25 Janvier 2010

Un lanceur, comment ça marche ?

L'essentiel sur le fonctionnement de cette machine phénoménale, indispensable pour placer des satellites en orbite.

Quitter la Terre

Depuis longtemps, les hommes ont rêvé de quitter la Terre, imaginant pour cela les moyens les plus farfelus mais aussi les plus ingénieux. Au milieu du 20e siècle, le rêve est devenu réalité avec l’apparition du premier lanceur.

Tous les objets de l’Univers s’attirent entre eux, celui qui a la plus forte masse amenant l’autre à lui.

C’est la loi universelle de la gravitation. C’est elle qui maintient les planètes en bon ordre autour du Soleil, c’est aussi elle qui fait  que nous gardons nos pieds sur Terre.

Ce phénomène s’atténue lorsqu’on s’éloigne de l’objet massif.

Ainsi, tous les 32 km au-dessus du sol, l’attraction terrestre diminue de 1%. Vers 400 km d’attitude, elle a perdu 10 % de sa valeur.

S’arracher à l’attraction terrestre et vaincre la résistance de l'air nécessite donc de développer beaucoup d’énergie et une vitesse 100 fois supérieure à celle d’un TGV.

C’est le cas du lanceur, la seule machine capable de remplir ces conditions.

Son rôle est donc de donner une vitesse suffisante au satellite pour qu'il reste en orbite autour de la Terre et "tombe" ainsi en permanence autour d'elle, attiré par sa gravité.

Petite leçon de vocabulaire

Fusée… lanceur… ces deux termes sont régulièrement utilisés pour désigner l’engin spatial capable de s’arracher à la pesanteur. On peut utiliser le premier, terme du langage courant. Mais les scientifiques préfèrent employer le second.

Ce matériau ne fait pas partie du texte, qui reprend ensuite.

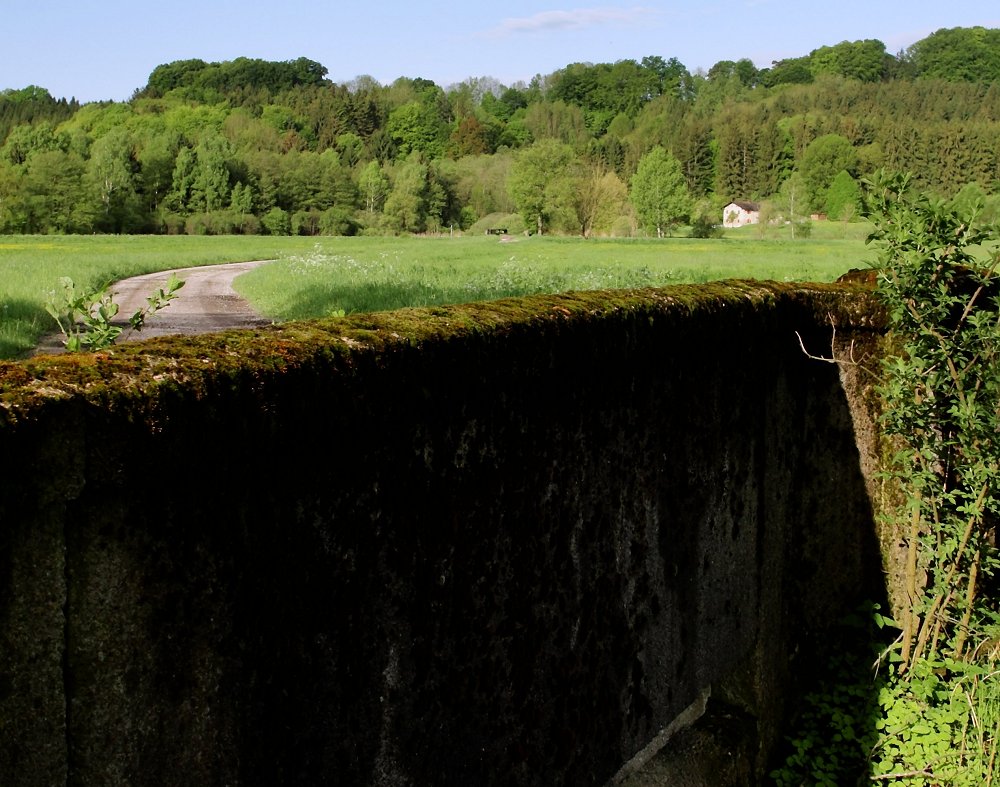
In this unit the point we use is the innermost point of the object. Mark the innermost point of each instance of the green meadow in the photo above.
(316, 277)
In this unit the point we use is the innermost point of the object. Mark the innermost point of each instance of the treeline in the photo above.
(251, 146)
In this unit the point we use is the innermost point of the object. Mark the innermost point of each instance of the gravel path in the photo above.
(207, 302)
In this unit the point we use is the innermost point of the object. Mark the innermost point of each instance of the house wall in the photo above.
(503, 543)
(736, 216)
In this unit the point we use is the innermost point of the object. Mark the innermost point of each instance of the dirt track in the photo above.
(206, 303)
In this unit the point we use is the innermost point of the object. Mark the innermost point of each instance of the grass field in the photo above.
(315, 277)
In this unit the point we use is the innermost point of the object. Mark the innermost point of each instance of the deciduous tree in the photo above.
(659, 193)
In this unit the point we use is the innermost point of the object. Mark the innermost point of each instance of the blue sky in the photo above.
(105, 49)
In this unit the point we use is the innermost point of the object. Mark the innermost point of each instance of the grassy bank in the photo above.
(315, 277)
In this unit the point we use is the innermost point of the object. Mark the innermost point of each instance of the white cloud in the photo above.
(576, 19)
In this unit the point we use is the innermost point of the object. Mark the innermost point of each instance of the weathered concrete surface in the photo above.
(507, 547)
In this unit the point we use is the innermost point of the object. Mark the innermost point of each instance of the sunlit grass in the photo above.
(359, 275)
(318, 277)
(30, 268)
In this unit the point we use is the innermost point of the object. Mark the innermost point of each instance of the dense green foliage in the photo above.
(318, 277)
(930, 715)
(258, 147)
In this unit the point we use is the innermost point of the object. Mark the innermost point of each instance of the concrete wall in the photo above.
(493, 544)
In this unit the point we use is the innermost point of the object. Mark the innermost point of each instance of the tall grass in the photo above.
(360, 275)
(316, 278)
(30, 268)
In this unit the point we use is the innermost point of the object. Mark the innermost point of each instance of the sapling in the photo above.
(86, 316)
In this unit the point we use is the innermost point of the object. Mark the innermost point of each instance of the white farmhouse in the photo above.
(740, 213)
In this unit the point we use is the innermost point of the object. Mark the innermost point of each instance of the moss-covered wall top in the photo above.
(502, 542)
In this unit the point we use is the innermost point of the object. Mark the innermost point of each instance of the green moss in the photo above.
(126, 374)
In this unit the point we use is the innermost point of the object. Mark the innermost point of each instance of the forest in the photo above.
(594, 149)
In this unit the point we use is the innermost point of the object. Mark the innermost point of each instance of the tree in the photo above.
(406, 206)
(600, 197)
(659, 193)
(866, 61)
(970, 54)
(792, 202)
(111, 178)
(539, 183)
(374, 186)
(843, 198)
(823, 158)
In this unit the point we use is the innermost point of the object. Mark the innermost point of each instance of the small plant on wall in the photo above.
(933, 697)
(86, 316)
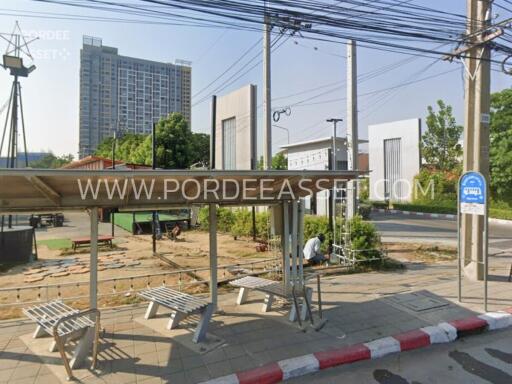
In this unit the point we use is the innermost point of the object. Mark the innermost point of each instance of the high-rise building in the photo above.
(120, 93)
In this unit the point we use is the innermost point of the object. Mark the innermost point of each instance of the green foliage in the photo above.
(126, 147)
(501, 145)
(50, 161)
(280, 161)
(440, 143)
(364, 238)
(364, 189)
(200, 148)
(177, 147)
(238, 222)
(314, 225)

Car la mission principale de ces engins est de lancer des satellites pour les placer en orbite.


Action...réaction !

Comment une fusée comme Ariane décolle-t-elle du sol ?
Explication d'Alain Souchier, ingénieur à la SNECMA.

Le simple fait d'éjecter vivement des projectiles suffit, à condition que le frottement du véhicule sur le sol soit faible, à créer un déplacement. Dans un moteur-fusée, les projectiles sont des molécules gazeuses éjectées à grande vitesse et en grande quantité.
© Jean-Pierre Penot et Bernard Nicolas

La course à l’espace

Au 19e siècle, l’inventeur russe Tsiolkovski imagine le principe d’une fusée propulsée par réaction pour atteindre l’espace.

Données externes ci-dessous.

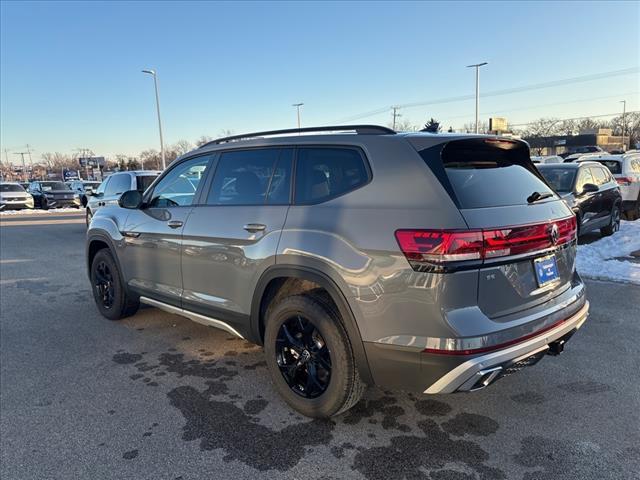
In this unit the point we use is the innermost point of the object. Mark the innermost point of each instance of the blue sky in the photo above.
(70, 72)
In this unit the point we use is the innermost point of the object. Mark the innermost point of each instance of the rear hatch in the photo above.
(528, 232)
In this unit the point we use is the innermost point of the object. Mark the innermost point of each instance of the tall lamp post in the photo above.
(477, 67)
(298, 105)
(155, 83)
(624, 111)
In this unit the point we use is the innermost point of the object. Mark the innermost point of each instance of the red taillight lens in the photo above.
(441, 247)
(624, 181)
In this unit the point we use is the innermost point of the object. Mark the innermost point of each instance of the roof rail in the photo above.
(359, 129)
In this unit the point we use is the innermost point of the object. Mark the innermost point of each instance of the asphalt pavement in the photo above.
(156, 396)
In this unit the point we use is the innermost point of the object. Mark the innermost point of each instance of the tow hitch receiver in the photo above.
(557, 347)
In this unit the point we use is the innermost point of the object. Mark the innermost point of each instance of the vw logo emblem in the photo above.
(554, 233)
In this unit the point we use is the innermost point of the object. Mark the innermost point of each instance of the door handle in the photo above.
(254, 227)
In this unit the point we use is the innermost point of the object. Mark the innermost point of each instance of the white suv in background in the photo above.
(626, 170)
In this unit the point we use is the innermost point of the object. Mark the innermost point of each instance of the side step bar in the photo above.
(196, 317)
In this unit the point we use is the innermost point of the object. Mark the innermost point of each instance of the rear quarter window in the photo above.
(481, 173)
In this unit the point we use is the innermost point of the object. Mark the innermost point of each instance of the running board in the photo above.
(196, 317)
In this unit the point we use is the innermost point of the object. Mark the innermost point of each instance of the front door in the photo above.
(233, 237)
(153, 233)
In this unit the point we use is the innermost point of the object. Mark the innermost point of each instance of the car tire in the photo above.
(301, 369)
(614, 223)
(110, 294)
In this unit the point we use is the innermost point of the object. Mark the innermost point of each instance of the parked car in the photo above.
(547, 159)
(591, 192)
(109, 191)
(53, 194)
(626, 170)
(435, 263)
(82, 187)
(13, 196)
(574, 152)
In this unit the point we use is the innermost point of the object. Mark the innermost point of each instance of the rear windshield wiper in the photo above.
(535, 196)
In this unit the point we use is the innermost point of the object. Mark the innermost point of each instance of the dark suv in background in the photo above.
(591, 192)
(427, 262)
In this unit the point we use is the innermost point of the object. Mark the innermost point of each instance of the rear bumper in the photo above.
(407, 368)
(482, 370)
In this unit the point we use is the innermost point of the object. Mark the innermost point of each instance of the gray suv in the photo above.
(109, 191)
(355, 255)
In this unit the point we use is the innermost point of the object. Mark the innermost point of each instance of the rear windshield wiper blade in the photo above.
(535, 196)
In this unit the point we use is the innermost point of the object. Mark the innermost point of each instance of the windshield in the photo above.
(614, 166)
(11, 188)
(561, 179)
(48, 186)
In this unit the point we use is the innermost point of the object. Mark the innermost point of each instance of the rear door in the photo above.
(232, 236)
(499, 191)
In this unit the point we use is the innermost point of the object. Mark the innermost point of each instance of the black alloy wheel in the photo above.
(103, 283)
(303, 357)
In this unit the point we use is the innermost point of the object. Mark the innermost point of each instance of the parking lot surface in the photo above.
(157, 396)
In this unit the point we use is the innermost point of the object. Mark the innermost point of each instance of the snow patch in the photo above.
(610, 257)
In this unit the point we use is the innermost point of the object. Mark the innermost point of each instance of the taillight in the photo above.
(624, 181)
(442, 248)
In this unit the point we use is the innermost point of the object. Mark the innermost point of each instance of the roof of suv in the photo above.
(331, 134)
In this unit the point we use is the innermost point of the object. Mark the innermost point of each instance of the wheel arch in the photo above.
(279, 273)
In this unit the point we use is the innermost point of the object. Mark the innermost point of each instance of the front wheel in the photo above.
(309, 357)
(111, 296)
(614, 223)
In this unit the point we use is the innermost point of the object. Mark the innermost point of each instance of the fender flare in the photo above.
(325, 281)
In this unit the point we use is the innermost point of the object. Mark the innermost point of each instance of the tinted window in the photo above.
(584, 176)
(243, 177)
(561, 179)
(614, 166)
(483, 175)
(178, 187)
(48, 186)
(7, 187)
(280, 188)
(324, 173)
(598, 176)
(144, 181)
(118, 183)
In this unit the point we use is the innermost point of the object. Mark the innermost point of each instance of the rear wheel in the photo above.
(309, 357)
(614, 223)
(111, 296)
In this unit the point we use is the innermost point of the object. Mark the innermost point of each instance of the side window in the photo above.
(598, 175)
(178, 187)
(280, 186)
(118, 183)
(243, 177)
(324, 173)
(103, 185)
(584, 176)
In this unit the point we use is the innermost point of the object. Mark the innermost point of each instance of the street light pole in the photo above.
(155, 83)
(477, 67)
(298, 105)
(624, 111)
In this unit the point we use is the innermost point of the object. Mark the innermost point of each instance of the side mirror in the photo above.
(589, 188)
(131, 199)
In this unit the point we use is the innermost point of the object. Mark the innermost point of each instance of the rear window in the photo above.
(614, 166)
(143, 181)
(482, 173)
(561, 179)
(11, 188)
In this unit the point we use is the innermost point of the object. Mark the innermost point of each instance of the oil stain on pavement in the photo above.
(441, 443)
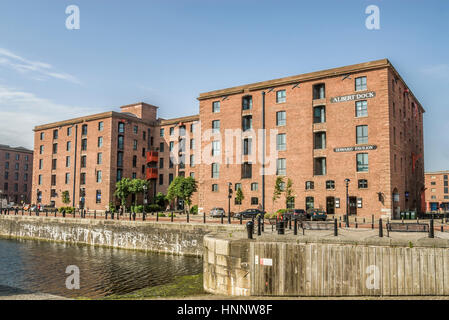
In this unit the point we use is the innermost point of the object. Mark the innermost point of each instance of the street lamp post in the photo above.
(229, 201)
(347, 202)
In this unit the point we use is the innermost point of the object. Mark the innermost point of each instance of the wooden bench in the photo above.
(407, 227)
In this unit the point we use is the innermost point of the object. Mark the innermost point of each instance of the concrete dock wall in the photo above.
(163, 237)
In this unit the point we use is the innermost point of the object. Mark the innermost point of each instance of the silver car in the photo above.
(217, 213)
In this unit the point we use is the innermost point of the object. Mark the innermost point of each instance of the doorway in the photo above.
(353, 205)
(330, 205)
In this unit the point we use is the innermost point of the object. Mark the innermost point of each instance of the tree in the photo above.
(66, 197)
(289, 196)
(182, 188)
(122, 190)
(239, 197)
(277, 189)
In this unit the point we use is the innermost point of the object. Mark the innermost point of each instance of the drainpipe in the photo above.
(74, 166)
(263, 151)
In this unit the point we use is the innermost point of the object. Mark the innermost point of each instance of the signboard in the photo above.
(356, 148)
(353, 97)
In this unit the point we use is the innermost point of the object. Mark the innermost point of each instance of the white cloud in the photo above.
(39, 70)
(21, 111)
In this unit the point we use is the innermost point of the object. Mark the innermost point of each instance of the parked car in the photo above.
(299, 214)
(249, 214)
(316, 214)
(217, 213)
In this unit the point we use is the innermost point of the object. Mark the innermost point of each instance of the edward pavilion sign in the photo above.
(353, 97)
(356, 148)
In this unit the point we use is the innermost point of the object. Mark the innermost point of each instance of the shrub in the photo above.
(194, 209)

En 1926, c’est au tour d’un Américain, Goddard, de fabriquer le tout premier lanceur à propergol.

30 ans plus tard, les événements s’accélèrent : les Russes lancent Zémiorka, qui place le tout premier satellite en orbite, Spoutnik, puis la chienne Laïka, première passagère de l’espace et enfin Youri Gagarine, premier Homme dans l'espace.

Les Américains suivent un an plus tard avec le lancement de Jupiter.

La France est la troisième puissance mondiale à entrer dans la course à l’espace avec le lanceur Diamant, en 1965.


La saga des fusées européennes

Dans la course à l'espace entre Soviétiques et Américains, la France et l'Europe ne sont pas restés simples spectateurs. Retour sur les débuts du programme spatial français.
Extrait du Journal de l'espace - Octobre 2007

En savoir plus :

Une citerne volante

Pour fonctionner, les moteurs ont besoin d’une matière à brûler (comme l’hydrogène) et d’oxygène pour faire brûler cette matière. Mais dans le vide spatial, pas d’oxygène… Les lanceurs emportent donc un carburant spécial fusée appelé propergol. Il est constitué d’un ergol qui brûle (le combustible) et d’un ergol qui fournit l’oxygène (le comburant).

90% de carburant

Le lanceur doit produire une très grande quantité d’énergie pour pouvoir décoller et placer des charges utiles en orbite.

Pour cela, il embarque une très grande quantité d’ergols. C'est aux ergoliers à qui revient la délicate tâche d'alimenter Ariane et ses satellites en ergols.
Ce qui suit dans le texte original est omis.